Despite a late winner from the debuting Zlatan Ibrahimovic, Manchester United’s Community Shield victory over Leicester City provided little evidence of an immediate José Mourinho-inspired revolution.
United’s maiden performance under Mourinho was almost indistinguishable from the kind that pervaded throughout the tenure of his predecessor, Louis van Gaal. The selection of the aerially-dominant Marouane Fellaini in central midfield evoked not-so-fond memories of the risk-averse Dutchman, and suggested that his Portuguese successor was wary of the reigning league champions’ set-piece prowess.
An opening half-hour in which both sides competed to play on the break confirmed Mourinho’s safety-first mentality. Ultra-compact as ever, Claudio Ranieri’s side were more effective at winning the ball in midfield and breaking quickly; the 2015/16 season’s top interceptors completed 15 in the first half, while United only managed one.
The Foxes’ counter-attacking threat was further aided by poor ball retention down the spine of United’s team. Neither Fellaini, nor Ibrahimovic, nor the captain Wayne Rooney managed to complete 80% of their attempted passes, with the debuting Swede particularly culpable. Ibrahimovic was also dispossessed, either by an opponent or through a poor touch, seven times; only the disappointing Riyad Mahrez outstripped him, with a tally of eight.
The choice of Ibrahimovic at number nine, paired in behind with the comparatively languid Wayne Rooney at number 10, meant that Leicester felt comfortable enough to employ an unusually high defensive line by their standards, rendering them even more compact. The 34-year-old Ibrahimovic’s attempts to exploit the resultant space in behind were pathetic, with his early runs – designed to compensate for his lack of pace – rendering him caught offside on several occasions.
Indeed, United’s 32nd-minute opener, for which right-winger Jesse Lingard ran through three Leicester challenges in the centre of the pitch, demonstrated exactly the kind of direct, penetrative play that an Ibrahimovic/Rooney partnership sorely lacks.
Out of possession, the United captain’s performance was even more disastrous.
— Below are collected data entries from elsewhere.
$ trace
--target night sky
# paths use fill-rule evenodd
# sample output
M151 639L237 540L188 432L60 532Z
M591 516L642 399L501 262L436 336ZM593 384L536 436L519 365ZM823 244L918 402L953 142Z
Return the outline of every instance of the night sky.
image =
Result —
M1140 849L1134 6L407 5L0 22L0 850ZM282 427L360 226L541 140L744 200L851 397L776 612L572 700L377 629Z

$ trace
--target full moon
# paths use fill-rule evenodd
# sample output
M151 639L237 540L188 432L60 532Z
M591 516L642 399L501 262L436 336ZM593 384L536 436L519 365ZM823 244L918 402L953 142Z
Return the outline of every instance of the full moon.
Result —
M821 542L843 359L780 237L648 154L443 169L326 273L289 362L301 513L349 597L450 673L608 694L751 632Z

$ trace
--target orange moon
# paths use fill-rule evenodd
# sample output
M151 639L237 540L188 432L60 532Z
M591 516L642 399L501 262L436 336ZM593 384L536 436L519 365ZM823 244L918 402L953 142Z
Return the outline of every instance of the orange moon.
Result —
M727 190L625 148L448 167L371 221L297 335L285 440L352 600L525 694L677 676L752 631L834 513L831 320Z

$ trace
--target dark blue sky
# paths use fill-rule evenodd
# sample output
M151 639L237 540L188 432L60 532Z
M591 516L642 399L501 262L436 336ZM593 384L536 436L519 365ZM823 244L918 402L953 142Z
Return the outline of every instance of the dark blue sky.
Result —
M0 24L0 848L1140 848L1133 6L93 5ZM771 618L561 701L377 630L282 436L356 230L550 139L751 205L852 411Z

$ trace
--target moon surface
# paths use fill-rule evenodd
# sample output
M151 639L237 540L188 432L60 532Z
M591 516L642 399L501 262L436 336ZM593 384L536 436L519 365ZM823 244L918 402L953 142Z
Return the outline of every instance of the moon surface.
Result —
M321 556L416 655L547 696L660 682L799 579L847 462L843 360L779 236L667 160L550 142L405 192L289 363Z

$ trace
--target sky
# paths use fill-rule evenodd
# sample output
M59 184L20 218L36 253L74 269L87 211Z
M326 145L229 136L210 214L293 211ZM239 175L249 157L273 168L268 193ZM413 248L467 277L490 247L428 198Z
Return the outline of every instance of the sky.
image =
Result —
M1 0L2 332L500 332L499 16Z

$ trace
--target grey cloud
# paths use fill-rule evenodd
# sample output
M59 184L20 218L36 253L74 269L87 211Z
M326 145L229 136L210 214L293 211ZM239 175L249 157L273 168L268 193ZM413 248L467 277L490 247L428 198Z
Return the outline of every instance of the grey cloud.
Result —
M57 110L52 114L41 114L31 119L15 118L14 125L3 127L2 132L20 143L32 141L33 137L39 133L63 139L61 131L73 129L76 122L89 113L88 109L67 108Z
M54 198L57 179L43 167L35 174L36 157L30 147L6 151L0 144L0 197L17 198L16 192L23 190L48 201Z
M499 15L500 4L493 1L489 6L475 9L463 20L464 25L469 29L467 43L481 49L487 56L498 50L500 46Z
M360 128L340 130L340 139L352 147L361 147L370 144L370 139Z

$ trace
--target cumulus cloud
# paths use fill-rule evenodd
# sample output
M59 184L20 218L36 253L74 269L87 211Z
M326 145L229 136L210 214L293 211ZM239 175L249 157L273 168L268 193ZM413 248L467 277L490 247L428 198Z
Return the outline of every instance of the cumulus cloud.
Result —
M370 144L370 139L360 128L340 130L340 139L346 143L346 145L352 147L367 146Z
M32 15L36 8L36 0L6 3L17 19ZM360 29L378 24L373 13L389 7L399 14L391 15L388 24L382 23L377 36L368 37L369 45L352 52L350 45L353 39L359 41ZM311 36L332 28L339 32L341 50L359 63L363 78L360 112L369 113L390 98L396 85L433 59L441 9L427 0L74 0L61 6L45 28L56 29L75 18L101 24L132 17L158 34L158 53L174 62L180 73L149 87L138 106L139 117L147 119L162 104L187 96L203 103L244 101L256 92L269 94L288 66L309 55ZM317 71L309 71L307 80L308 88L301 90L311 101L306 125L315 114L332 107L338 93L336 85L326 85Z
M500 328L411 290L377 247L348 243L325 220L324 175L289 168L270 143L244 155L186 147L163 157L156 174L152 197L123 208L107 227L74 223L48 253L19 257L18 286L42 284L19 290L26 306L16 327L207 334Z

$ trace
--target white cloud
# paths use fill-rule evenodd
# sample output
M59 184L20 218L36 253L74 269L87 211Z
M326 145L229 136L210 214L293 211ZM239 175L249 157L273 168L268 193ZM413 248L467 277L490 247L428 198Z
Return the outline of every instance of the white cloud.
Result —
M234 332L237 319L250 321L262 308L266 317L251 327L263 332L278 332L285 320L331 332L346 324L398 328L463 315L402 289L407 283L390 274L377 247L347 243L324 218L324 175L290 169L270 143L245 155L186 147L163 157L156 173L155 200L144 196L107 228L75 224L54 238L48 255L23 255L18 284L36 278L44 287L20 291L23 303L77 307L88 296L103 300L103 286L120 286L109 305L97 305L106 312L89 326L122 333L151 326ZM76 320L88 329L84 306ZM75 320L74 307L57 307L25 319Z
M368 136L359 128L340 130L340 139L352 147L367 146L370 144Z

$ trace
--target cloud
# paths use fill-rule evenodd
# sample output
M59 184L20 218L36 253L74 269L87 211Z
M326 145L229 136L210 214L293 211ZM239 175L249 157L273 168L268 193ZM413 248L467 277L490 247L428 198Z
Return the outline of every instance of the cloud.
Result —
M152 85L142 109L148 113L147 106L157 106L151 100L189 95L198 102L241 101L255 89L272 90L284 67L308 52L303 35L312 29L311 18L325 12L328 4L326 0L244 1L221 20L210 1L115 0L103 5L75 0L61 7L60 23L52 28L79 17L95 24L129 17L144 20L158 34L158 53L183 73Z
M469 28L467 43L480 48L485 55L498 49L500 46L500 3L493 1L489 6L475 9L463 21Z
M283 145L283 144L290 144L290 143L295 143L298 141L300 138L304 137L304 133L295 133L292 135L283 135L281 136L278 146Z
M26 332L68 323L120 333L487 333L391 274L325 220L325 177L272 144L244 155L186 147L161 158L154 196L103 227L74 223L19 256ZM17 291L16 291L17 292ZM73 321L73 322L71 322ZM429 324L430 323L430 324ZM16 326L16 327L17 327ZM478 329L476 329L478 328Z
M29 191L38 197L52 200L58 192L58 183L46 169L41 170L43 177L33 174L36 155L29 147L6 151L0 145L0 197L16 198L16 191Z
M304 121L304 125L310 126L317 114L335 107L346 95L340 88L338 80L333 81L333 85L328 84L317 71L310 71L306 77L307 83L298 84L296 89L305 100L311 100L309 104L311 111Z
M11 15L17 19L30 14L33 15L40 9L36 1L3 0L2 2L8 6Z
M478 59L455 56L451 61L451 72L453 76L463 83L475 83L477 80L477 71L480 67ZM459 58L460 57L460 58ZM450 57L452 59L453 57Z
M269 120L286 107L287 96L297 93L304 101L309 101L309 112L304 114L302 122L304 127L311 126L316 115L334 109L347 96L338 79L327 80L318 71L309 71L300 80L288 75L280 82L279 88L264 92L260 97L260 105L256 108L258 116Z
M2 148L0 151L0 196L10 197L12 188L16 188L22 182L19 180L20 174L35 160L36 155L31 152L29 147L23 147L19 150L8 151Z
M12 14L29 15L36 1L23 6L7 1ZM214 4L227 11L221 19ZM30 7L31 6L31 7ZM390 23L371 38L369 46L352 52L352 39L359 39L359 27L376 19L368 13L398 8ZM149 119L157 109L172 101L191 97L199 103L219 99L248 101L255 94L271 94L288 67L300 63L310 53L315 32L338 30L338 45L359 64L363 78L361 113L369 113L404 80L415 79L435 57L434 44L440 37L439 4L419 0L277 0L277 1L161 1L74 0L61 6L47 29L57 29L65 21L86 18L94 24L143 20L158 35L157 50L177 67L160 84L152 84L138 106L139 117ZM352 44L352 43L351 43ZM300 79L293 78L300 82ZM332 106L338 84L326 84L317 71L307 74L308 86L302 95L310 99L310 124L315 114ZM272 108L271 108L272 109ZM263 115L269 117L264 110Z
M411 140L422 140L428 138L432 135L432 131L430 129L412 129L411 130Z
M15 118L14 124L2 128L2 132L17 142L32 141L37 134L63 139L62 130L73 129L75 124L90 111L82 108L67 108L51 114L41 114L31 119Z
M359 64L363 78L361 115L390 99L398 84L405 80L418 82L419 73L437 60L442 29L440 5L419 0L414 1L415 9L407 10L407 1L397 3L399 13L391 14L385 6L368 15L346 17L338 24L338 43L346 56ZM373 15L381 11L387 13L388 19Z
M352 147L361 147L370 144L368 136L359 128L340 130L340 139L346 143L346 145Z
Despite finishing the game with a possession share of 42%, Leicester managed the unlikely feat of boasting the game’s most prolific passer. The player in question was the Foxes’ deep-lying playmaker Danny Drinkwater, who was gifted the freedom of the Wembley turf by Rooney to exercise his impressive passing range.
Drinkwater twice teed up Jamie Vardy down the inside-left in the first half, where the lightning-quick striker gave the debuting Eric Bailly a torrid time. Bailly’s rashness cost him two one-on-one battles with Vardy in the opening 20 minutes; the first required a last-man tackle from Daley Blind to prevent a goal, while the second resulted in an Okazaki strike deflecting just wide of David de Gea’s goal.
Bailly’s 71st-minute booking was earned for chopping Vardy down on the left wing, after Rooney stood and watched Drinkwater play yet another channel ball for his striker. It was difficult not to recall Sir Alex Ferguson berating the then 25-year-old, after a half-hour of the 2011 Champions League final, for completely failing to mark Barcelona’s Sergio Busquets; Ferguson’s decision to omit Rooney for his last European game against Real Madrid dated back to that loss of trust.
By that point in the game, Fellaini’s underhit backpass had brought the game to parity again. Although this underlined how poor the Belgian was in possession, Fellaini did at least fulfill the presumed rationale for his selection, successfully contesting eight aerial duels; six more than any other player. Indeed, United – through Ibrahimovic – should have scored when Fellaini rose first to flick on a 79th-minute corner.
There were at least two positives for United to take from their eventual winner. The restraints that van Gaal placed upon his full backs would have rendered the type of attacking ambition shown by Antonio Valencia unlikely during the previous regime.
The Ecuadorian skinned Demarai Gray, who has work to do on the defensive side of his game if he is to unseat Marc Albrighton, before standing it up for Ibrahimovic to probably become the first player to beat Wes Morgan in an aerial duel in a very long time! United, remember, were the team with the third fewest headed goals in last season’s Premier League; progress.
Mourinho had little time to feel optimistic as the closing minutes drove home the magnitude of the task at hand. United’s set-piece vulnerability, hinted at when Okazaki hit the bar with a near-post first half header, fully reared its ugly head as they desperately tried to deal with Luis Hernandez’s long-throws. Ahmed Musa’s back header and Gray’s strike – that may or may not have struck a United hand – both stood as genuine near-misses for the ultimately defeated Foxes.